Nutmeg Oil And Its uses
- The essential oil extracted from the seeds is used in perfumery and pharmaceutical industries.
- The oil contains d-camphene, d-pinene, limonene, d-borneol, l-terpineol, geraniol, safrol, and myristicin.
- The oil is generally colorless or light yellow. It smells and tastes like nutmeg.
- The oil is used in cosmetic, pharmaceutical and baked items.
- It is a major ingredient in few cough syrups.
- Nutmeg oil has the ability to cure digestive disorders and nervous problems.
- The nutmeg butter which is extracted from the nut is semi-solid, reddish-brown in color.
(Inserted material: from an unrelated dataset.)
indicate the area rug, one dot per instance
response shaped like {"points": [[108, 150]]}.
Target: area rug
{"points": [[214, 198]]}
- It tastes and smells like nutmeg.
- This butter is used as a replacement for cocoa butter.
- The oil is also used as an industrial lubricant.
- It was produced in large-scale till 19th century in the Banda Islands, Indonesia.
- World production of nutmeg is estimated to average between 10000 to 12000 tons per year.
- Indonesia dominates production and exports of this nutmeg.
- The other producers include India, Malaysia, Papua New Guinea, Sri Lanka, and Caribbean islands, such as St. Vincent.
- The principal importers of nutmeg are Europeans, the United States, Japan, and India.
- It should be consumed in small proportions since it has certain dangerous chemicals.
- It has a very big history and was traded wonderfully during 17th to 19th century in many parts of the world.